1.   Describe how you can get started investing.

2.   Explain what is meant when a market is described as a Bull Market.

3.   Explain what is meant when a market is described as a Bear Market.

4.   Describe the process of making a transaction (buying or selling a security) in the securities markets.

5.   Identify four sources of investment information available to investors in New Zealand.

6.   At the start of the year I invest in a share that costs $10.00. At the end of the year I receive a dividend from the company of $1.00 and when I sell the share the price has risen to $11.50. Calculate the Total Return I will have received on my investment:

7.   At the start of the year I invest in a share that costs $20.00. At the end of the year I receive a dividend from the company of $5.00 but when I sell the share the price has fallen to $19.00. Calculate the Total Return I will have received on my investment:

8.   The Storehouse Ltd’s financial results for the financial year ending 31 May 2018 show sales of $5,000,000 and a net profit of $750,000. The company has 1,500,000 shares issued and the directors agreed to pay a dividend equivalent to half of the profits. The shares of The Storehouse are currently selling for $5.00 per share on the NZX.

a.   What is The Storehouse’s Net Profit Margin?

b.   What is The Storehouse’s Return on Equity?

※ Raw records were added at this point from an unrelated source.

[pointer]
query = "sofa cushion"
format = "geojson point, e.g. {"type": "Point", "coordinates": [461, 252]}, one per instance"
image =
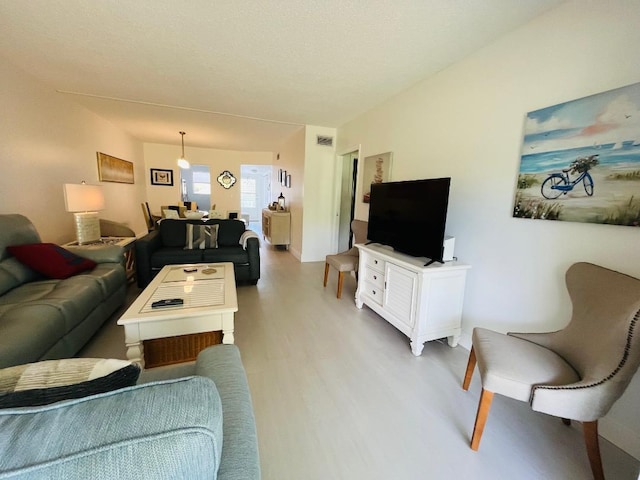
{"type": "Point", "coordinates": [27, 331]}
{"type": "Point", "coordinates": [51, 260]}
{"type": "Point", "coordinates": [201, 237]}
{"type": "Point", "coordinates": [51, 381]}
{"type": "Point", "coordinates": [169, 429]}
{"type": "Point", "coordinates": [13, 273]}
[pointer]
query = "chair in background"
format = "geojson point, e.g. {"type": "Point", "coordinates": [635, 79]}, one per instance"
{"type": "Point", "coordinates": [213, 213]}
{"type": "Point", "coordinates": [346, 261]}
{"type": "Point", "coordinates": [576, 373]}
{"type": "Point", "coordinates": [109, 228]}
{"type": "Point", "coordinates": [150, 219]}
{"type": "Point", "coordinates": [180, 209]}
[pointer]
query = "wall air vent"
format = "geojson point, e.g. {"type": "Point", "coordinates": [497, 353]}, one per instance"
{"type": "Point", "coordinates": [325, 141]}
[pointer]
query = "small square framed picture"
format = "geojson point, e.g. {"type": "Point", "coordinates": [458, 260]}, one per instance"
{"type": "Point", "coordinates": [160, 176]}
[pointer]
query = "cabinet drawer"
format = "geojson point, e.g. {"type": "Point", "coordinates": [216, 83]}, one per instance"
{"type": "Point", "coordinates": [374, 292]}
{"type": "Point", "coordinates": [375, 263]}
{"type": "Point", "coordinates": [374, 277]}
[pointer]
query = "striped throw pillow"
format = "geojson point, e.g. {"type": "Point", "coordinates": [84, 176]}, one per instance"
{"type": "Point", "coordinates": [51, 381]}
{"type": "Point", "coordinates": [201, 236]}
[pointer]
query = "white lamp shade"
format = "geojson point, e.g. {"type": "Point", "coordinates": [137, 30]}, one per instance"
{"type": "Point", "coordinates": [83, 197]}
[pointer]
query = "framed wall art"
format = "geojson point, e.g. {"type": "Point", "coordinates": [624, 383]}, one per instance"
{"type": "Point", "coordinates": [112, 169]}
{"type": "Point", "coordinates": [226, 179]}
{"type": "Point", "coordinates": [161, 176]}
{"type": "Point", "coordinates": [377, 169]}
{"type": "Point", "coordinates": [580, 160]}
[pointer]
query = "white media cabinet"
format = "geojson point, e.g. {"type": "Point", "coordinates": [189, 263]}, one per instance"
{"type": "Point", "coordinates": [423, 302]}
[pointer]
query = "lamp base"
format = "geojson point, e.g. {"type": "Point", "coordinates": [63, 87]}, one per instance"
{"type": "Point", "coordinates": [87, 227]}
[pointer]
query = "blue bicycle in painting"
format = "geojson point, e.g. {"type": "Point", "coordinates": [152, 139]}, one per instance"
{"type": "Point", "coordinates": [557, 184]}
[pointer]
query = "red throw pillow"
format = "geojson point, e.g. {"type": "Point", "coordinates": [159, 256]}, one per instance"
{"type": "Point", "coordinates": [51, 260]}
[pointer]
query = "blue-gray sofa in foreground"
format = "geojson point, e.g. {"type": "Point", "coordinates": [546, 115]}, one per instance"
{"type": "Point", "coordinates": [192, 427]}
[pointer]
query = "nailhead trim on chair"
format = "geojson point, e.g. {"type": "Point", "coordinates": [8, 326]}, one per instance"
{"type": "Point", "coordinates": [623, 361]}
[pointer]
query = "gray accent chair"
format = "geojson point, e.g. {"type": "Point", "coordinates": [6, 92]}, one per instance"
{"type": "Point", "coordinates": [346, 261]}
{"type": "Point", "coordinates": [576, 373]}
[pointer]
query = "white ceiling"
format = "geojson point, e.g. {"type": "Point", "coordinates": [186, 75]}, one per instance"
{"type": "Point", "coordinates": [243, 74]}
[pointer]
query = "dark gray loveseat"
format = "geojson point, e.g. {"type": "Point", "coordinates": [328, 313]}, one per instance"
{"type": "Point", "coordinates": [167, 246]}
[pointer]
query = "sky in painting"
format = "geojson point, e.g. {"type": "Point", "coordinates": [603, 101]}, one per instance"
{"type": "Point", "coordinates": [611, 117]}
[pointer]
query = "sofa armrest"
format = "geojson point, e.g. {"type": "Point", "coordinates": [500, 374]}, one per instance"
{"type": "Point", "coordinates": [253, 251]}
{"type": "Point", "coordinates": [145, 246]}
{"type": "Point", "coordinates": [170, 429]}
{"type": "Point", "coordinates": [100, 253]}
{"type": "Point", "coordinates": [240, 459]}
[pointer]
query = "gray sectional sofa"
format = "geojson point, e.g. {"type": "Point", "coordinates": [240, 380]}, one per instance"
{"type": "Point", "coordinates": [167, 245]}
{"type": "Point", "coordinates": [43, 318]}
{"type": "Point", "coordinates": [169, 426]}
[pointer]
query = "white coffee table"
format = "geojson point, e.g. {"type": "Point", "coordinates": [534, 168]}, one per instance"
{"type": "Point", "coordinates": [210, 301]}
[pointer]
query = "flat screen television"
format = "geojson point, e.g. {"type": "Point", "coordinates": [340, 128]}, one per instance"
{"type": "Point", "coordinates": [410, 216]}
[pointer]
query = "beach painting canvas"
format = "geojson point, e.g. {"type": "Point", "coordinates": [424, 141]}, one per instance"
{"type": "Point", "coordinates": [580, 160]}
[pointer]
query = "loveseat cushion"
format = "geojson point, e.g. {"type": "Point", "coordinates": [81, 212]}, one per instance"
{"type": "Point", "coordinates": [174, 256]}
{"type": "Point", "coordinates": [160, 430]}
{"type": "Point", "coordinates": [236, 254]}
{"type": "Point", "coordinates": [42, 383]}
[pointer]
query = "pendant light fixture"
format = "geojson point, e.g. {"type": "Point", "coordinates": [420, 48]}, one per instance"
{"type": "Point", "coordinates": [183, 162]}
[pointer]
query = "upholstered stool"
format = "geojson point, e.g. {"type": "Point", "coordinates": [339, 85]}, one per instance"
{"type": "Point", "coordinates": [343, 262]}
{"type": "Point", "coordinates": [346, 261]}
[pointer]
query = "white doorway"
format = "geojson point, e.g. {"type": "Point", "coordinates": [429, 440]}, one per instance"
{"type": "Point", "coordinates": [347, 200]}
{"type": "Point", "coordinates": [255, 191]}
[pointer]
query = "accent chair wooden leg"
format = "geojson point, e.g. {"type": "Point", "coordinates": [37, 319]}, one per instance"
{"type": "Point", "coordinates": [481, 418]}
{"type": "Point", "coordinates": [593, 448]}
{"type": "Point", "coordinates": [471, 364]}
{"type": "Point", "coordinates": [340, 280]}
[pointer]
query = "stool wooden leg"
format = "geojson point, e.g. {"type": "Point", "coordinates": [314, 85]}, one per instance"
{"type": "Point", "coordinates": [471, 364]}
{"type": "Point", "coordinates": [481, 418]}
{"type": "Point", "coordinates": [593, 448]}
{"type": "Point", "coordinates": [340, 280]}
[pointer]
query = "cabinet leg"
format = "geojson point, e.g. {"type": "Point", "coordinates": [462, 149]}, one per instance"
{"type": "Point", "coordinates": [416, 348]}
{"type": "Point", "coordinates": [453, 340]}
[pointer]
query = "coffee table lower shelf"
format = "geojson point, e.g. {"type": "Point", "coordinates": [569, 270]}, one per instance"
{"type": "Point", "coordinates": [182, 348]}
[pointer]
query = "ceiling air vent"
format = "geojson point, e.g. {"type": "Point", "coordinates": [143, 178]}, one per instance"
{"type": "Point", "coordinates": [325, 141]}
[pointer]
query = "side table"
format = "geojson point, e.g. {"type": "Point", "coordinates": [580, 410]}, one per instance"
{"type": "Point", "coordinates": [127, 244]}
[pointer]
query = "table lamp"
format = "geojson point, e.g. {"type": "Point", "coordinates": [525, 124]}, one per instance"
{"type": "Point", "coordinates": [84, 201]}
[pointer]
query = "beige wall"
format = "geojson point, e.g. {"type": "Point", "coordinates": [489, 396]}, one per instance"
{"type": "Point", "coordinates": [164, 156]}
{"type": "Point", "coordinates": [319, 187]}
{"type": "Point", "coordinates": [292, 160]}
{"type": "Point", "coordinates": [47, 140]}
{"type": "Point", "coordinates": [467, 123]}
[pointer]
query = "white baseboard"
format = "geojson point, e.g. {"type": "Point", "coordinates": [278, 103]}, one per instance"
{"type": "Point", "coordinates": [621, 436]}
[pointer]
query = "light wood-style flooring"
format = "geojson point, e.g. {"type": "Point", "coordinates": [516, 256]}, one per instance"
{"type": "Point", "coordinates": [338, 395]}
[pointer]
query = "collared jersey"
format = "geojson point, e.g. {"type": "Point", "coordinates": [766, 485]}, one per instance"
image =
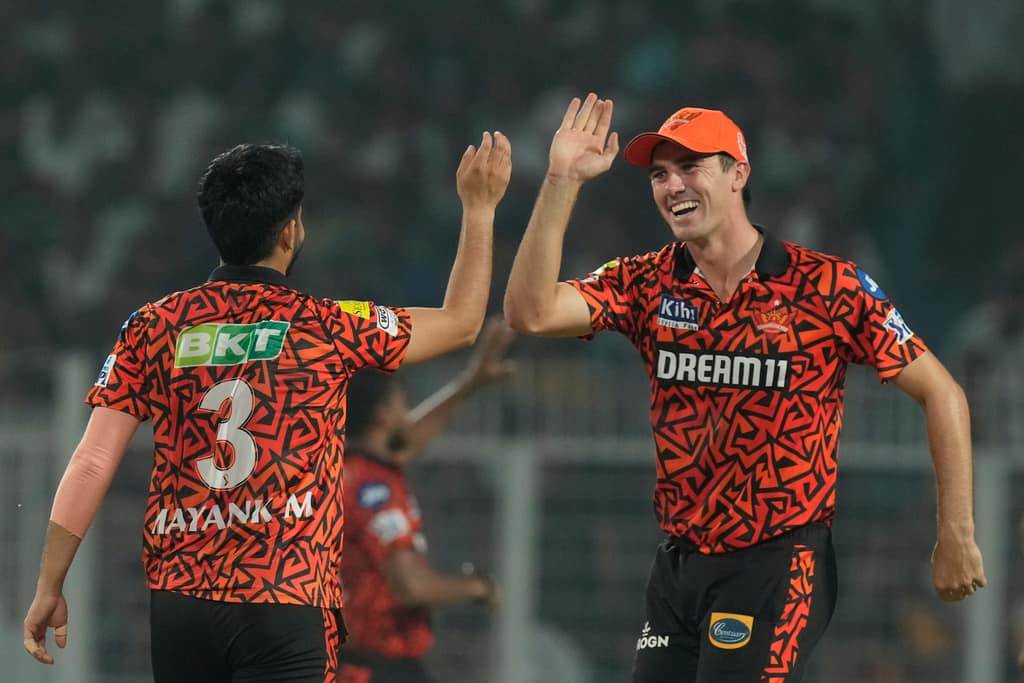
{"type": "Point", "coordinates": [747, 395]}
{"type": "Point", "coordinates": [245, 380]}
{"type": "Point", "coordinates": [382, 516]}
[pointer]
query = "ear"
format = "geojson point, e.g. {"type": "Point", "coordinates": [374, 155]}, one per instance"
{"type": "Point", "coordinates": [740, 173]}
{"type": "Point", "coordinates": [289, 233]}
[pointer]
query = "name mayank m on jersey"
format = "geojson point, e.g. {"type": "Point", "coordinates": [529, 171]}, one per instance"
{"type": "Point", "coordinates": [194, 520]}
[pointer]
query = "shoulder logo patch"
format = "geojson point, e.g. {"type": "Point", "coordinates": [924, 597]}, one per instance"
{"type": "Point", "coordinates": [357, 308]}
{"type": "Point", "coordinates": [870, 286]}
{"type": "Point", "coordinates": [677, 313]}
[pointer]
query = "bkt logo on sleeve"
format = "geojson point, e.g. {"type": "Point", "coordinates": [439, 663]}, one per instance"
{"type": "Point", "coordinates": [677, 313]}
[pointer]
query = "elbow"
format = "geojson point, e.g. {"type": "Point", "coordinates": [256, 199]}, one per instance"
{"type": "Point", "coordinates": [520, 318]}
{"type": "Point", "coordinates": [469, 333]}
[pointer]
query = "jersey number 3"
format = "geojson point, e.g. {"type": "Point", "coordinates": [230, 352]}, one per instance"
{"type": "Point", "coordinates": [229, 432]}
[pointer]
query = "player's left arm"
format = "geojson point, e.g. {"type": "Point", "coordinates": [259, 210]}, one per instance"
{"type": "Point", "coordinates": [82, 489]}
{"type": "Point", "coordinates": [956, 563]}
{"type": "Point", "coordinates": [486, 365]}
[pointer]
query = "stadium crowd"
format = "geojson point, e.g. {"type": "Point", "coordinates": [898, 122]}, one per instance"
{"type": "Point", "coordinates": [864, 140]}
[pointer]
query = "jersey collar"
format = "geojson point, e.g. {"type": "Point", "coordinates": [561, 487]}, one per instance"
{"type": "Point", "coordinates": [248, 273]}
{"type": "Point", "coordinates": [772, 261]}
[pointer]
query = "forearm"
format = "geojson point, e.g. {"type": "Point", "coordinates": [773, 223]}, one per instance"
{"type": "Point", "coordinates": [469, 284]}
{"type": "Point", "coordinates": [58, 553]}
{"type": "Point", "coordinates": [534, 279]}
{"type": "Point", "coordinates": [430, 589]}
{"type": "Point", "coordinates": [949, 441]}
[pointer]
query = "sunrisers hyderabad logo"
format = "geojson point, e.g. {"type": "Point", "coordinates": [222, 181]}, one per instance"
{"type": "Point", "coordinates": [682, 117]}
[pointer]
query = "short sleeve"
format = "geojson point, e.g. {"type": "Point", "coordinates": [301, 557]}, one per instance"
{"type": "Point", "coordinates": [611, 298]}
{"type": "Point", "coordinates": [870, 330]}
{"type": "Point", "coordinates": [368, 335]}
{"type": "Point", "coordinates": [121, 384]}
{"type": "Point", "coordinates": [383, 509]}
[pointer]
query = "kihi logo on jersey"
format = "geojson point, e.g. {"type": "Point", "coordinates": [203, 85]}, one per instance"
{"type": "Point", "coordinates": [387, 321]}
{"type": "Point", "coordinates": [728, 631]}
{"type": "Point", "coordinates": [894, 323]}
{"type": "Point", "coordinates": [104, 372]}
{"type": "Point", "coordinates": [870, 286]}
{"type": "Point", "coordinates": [214, 344]}
{"type": "Point", "coordinates": [357, 308]}
{"type": "Point", "coordinates": [722, 370]}
{"type": "Point", "coordinates": [374, 495]}
{"type": "Point", "coordinates": [677, 313]}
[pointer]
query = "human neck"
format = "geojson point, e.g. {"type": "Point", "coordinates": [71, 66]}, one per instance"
{"type": "Point", "coordinates": [278, 260]}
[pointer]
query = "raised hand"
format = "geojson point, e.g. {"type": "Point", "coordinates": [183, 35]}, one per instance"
{"type": "Point", "coordinates": [956, 568]}
{"type": "Point", "coordinates": [582, 147]}
{"type": "Point", "coordinates": [483, 173]}
{"type": "Point", "coordinates": [487, 363]}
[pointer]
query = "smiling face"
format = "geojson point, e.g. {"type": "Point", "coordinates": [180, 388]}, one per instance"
{"type": "Point", "coordinates": [692, 190]}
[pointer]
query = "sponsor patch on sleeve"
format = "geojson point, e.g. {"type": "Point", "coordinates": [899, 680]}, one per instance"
{"type": "Point", "coordinates": [895, 324]}
{"type": "Point", "coordinates": [387, 319]}
{"type": "Point", "coordinates": [610, 265]}
{"type": "Point", "coordinates": [104, 372]}
{"type": "Point", "coordinates": [870, 286]}
{"type": "Point", "coordinates": [124, 328]}
{"type": "Point", "coordinates": [357, 308]}
{"type": "Point", "coordinates": [374, 495]}
{"type": "Point", "coordinates": [728, 631]}
{"type": "Point", "coordinates": [389, 525]}
{"type": "Point", "coordinates": [678, 313]}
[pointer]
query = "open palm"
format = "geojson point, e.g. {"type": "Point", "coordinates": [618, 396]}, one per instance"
{"type": "Point", "coordinates": [582, 147]}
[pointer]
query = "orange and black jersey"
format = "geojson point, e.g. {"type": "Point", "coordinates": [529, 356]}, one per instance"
{"type": "Point", "coordinates": [382, 516]}
{"type": "Point", "coordinates": [747, 395]}
{"type": "Point", "coordinates": [245, 380]}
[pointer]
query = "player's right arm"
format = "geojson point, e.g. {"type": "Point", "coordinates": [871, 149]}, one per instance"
{"type": "Point", "coordinates": [416, 584]}
{"type": "Point", "coordinates": [481, 180]}
{"type": "Point", "coordinates": [82, 488]}
{"type": "Point", "coordinates": [535, 301]}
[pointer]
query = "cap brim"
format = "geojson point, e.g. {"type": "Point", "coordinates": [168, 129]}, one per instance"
{"type": "Point", "coordinates": [640, 150]}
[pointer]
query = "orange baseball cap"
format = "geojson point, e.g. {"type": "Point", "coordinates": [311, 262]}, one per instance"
{"type": "Point", "coordinates": [706, 131]}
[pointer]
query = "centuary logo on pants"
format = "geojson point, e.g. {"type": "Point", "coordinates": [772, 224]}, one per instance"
{"type": "Point", "coordinates": [728, 631]}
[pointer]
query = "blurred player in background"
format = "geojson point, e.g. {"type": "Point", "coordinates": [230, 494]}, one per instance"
{"type": "Point", "coordinates": [388, 583]}
{"type": "Point", "coordinates": [747, 340]}
{"type": "Point", "coordinates": [245, 381]}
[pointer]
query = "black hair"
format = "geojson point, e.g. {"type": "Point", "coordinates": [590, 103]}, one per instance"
{"type": "Point", "coordinates": [246, 196]}
{"type": "Point", "coordinates": [367, 392]}
{"type": "Point", "coordinates": [728, 162]}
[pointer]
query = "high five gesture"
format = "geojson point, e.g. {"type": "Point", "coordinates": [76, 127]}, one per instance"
{"type": "Point", "coordinates": [582, 148]}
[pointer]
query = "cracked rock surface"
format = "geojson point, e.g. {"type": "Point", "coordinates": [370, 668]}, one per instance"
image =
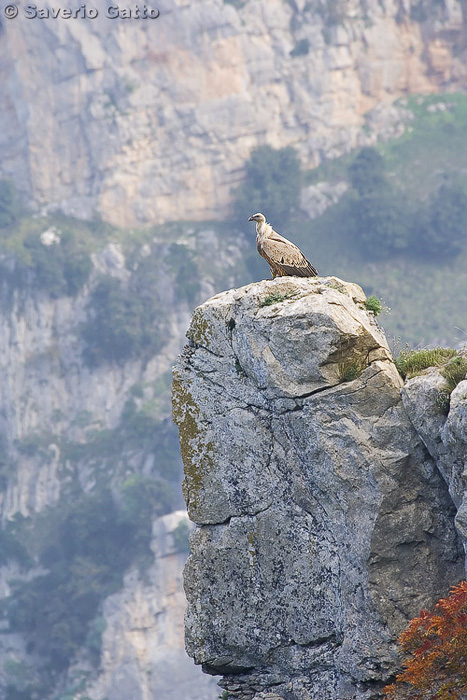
{"type": "Point", "coordinates": [323, 524]}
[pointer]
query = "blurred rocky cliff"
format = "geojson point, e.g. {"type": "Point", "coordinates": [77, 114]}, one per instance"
{"type": "Point", "coordinates": [329, 509]}
{"type": "Point", "coordinates": [93, 543]}
{"type": "Point", "coordinates": [143, 121]}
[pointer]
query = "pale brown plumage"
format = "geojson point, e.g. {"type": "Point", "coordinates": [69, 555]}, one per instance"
{"type": "Point", "coordinates": [282, 256]}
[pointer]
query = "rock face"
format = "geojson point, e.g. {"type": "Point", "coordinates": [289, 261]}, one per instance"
{"type": "Point", "coordinates": [323, 522]}
{"type": "Point", "coordinates": [59, 418]}
{"type": "Point", "coordinates": [142, 647]}
{"type": "Point", "coordinates": [149, 120]}
{"type": "Point", "coordinates": [444, 437]}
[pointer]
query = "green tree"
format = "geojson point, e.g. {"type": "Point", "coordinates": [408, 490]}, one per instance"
{"type": "Point", "coordinates": [367, 172]}
{"type": "Point", "coordinates": [442, 228]}
{"type": "Point", "coordinates": [379, 215]}
{"type": "Point", "coordinates": [272, 185]}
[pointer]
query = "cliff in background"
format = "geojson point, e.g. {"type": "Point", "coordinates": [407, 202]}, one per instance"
{"type": "Point", "coordinates": [90, 468]}
{"type": "Point", "coordinates": [144, 121]}
{"type": "Point", "coordinates": [325, 501]}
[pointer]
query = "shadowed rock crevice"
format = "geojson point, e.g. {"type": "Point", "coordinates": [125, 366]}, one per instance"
{"type": "Point", "coordinates": [323, 522]}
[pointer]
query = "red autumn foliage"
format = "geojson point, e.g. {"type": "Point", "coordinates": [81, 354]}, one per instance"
{"type": "Point", "coordinates": [436, 643]}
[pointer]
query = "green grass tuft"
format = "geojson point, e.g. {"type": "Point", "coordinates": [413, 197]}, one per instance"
{"type": "Point", "coordinates": [274, 298]}
{"type": "Point", "coordinates": [374, 304]}
{"type": "Point", "coordinates": [413, 362]}
{"type": "Point", "coordinates": [350, 369]}
{"type": "Point", "coordinates": [455, 372]}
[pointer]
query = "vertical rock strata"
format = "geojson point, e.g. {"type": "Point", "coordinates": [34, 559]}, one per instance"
{"type": "Point", "coordinates": [323, 523]}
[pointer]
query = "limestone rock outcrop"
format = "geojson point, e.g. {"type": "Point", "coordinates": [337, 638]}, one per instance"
{"type": "Point", "coordinates": [323, 524]}
{"type": "Point", "coordinates": [445, 437]}
{"type": "Point", "coordinates": [148, 120]}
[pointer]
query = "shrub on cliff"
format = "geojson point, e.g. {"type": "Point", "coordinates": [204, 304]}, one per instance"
{"type": "Point", "coordinates": [436, 645]}
{"type": "Point", "coordinates": [272, 185]}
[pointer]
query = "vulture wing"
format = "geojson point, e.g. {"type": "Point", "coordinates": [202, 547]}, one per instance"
{"type": "Point", "coordinates": [285, 257]}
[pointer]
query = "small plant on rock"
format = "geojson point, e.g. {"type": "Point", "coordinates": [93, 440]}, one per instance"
{"type": "Point", "coordinates": [455, 372]}
{"type": "Point", "coordinates": [350, 369]}
{"type": "Point", "coordinates": [274, 298]}
{"type": "Point", "coordinates": [413, 362]}
{"type": "Point", "coordinates": [374, 304]}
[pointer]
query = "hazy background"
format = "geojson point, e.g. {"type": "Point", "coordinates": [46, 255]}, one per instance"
{"type": "Point", "coordinates": [132, 152]}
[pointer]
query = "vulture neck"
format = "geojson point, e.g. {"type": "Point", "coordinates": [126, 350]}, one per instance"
{"type": "Point", "coordinates": [263, 230]}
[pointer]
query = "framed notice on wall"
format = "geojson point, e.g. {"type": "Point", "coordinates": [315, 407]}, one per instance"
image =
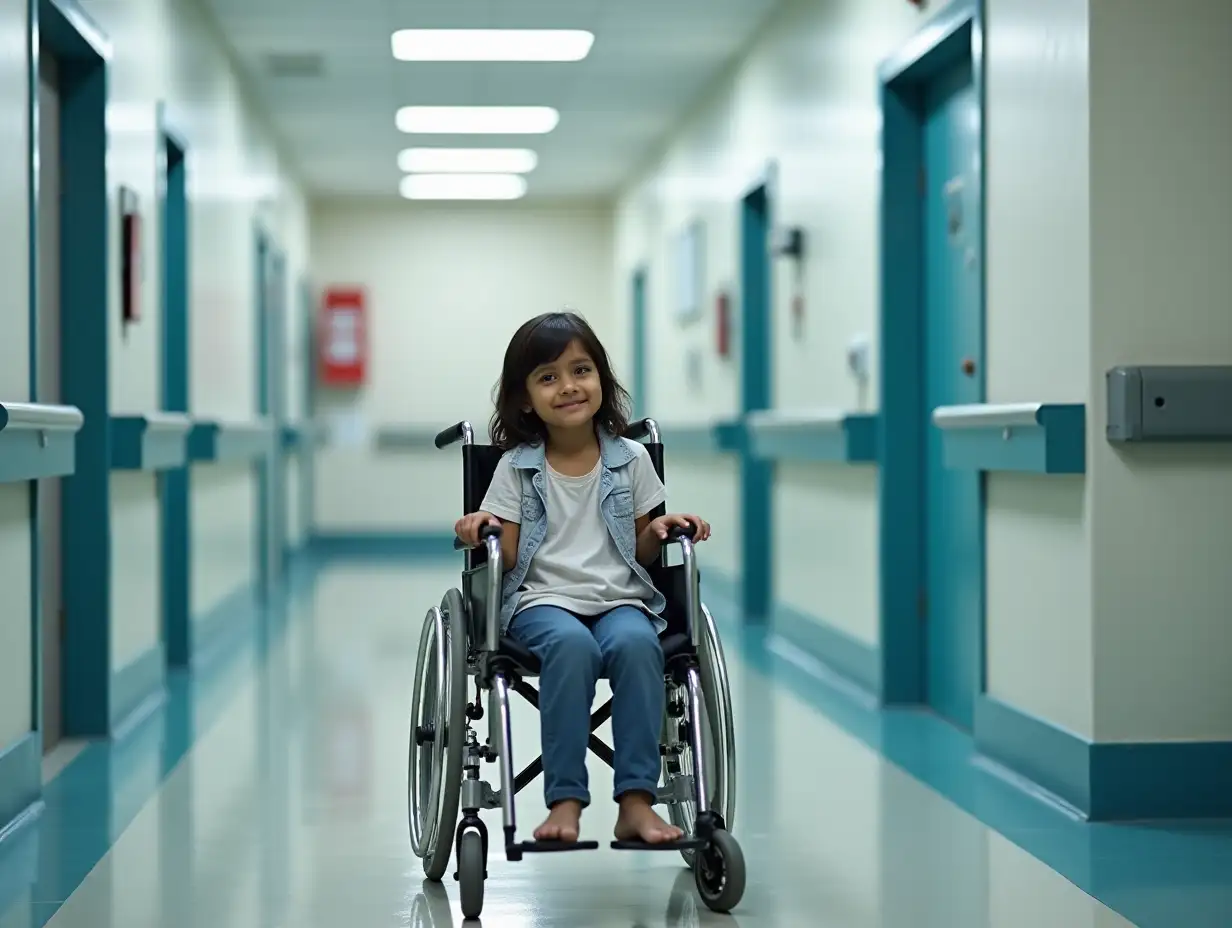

c.   Calculate The Storehouse’s Earnings per Share (EPS).

d.   Calculate The Storehouse’s Dividend Yield.

e.   What is The Storehouse’s Price Earnings (P/E) ratio?

9.   Challenge Corporation’s financial results for the financial year ending 31 March 2017 show sales of $1,000,000 and a net profit of $150,000. The company has 250,000 shares issued and the directors agreed to pay a dividend equivalent to two thirds of the profits. The shares of Challenge are currently selling for $3.00 per share on the NZX.

a.   What is Challenge’s Net Profit Margin?

b.   What is Challenge’s Return on Equity?

c.   Calculate Challenge’s Earnings per Share (EPS).

d.   Calculate Challenge’s Dividend Yield.

e.   What is Challenge’s Price Earnings (P/E) ratio?

10. Explain what the P/E ratio means to The Storehouse or Challenge Corporation.

11. What type of investor would most likely be attracted to The Storehouse’s shares? Explain why.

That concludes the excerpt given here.